Tout sur la réserve humanitaire de COVAX
COVAX a été conçu pour garantir l’accès aux vaccins contre la COVID-19 aux personnes les plus vulnérables de tous les pays. Mais qu'en est-il de celles qui vivent dans des zones de conflit ou dans des situations d’urgence humanitaire qui échappent aux campagnes de vaccination gouvernementales ? La semaine dernière, Gavi a approuvé la constitution d’une réserve (appelée également "stock tampon ") de vaccins à usage humanitaire – pour s'assurer de ne laisser personne de côté. Nous décrivons ici son fonctionnement.
- 5 septembre 2022
- 6 min de lecture
- par Talha Jalal
La COVID-19 nous a tous affectés.

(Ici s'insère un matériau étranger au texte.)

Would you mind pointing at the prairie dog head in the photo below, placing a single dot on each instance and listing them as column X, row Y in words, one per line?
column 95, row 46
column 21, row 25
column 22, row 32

Elle a dévasté la vie et les moyens de subsistance de millions de personnes et mis en évidence les failles de nos économies et de nos sociétés. Elle nous a obligés à repenser notre façon de travailler, d’acheter ce dont nous avons besoin, de nous dire bonjour ou de voir nos proches. Mais elle a également fait quelque chose de plus profond et de plus fondamental pour nous en tant qu'êtres humains : elle nous a fait prendre conscience de notre condition humaine et de la fragilité de notre espèce. Et si la pandémie a engendré un élan de solidarité, il faut reconnaître qu’elle ne nous a pas tous affectés de la même manière.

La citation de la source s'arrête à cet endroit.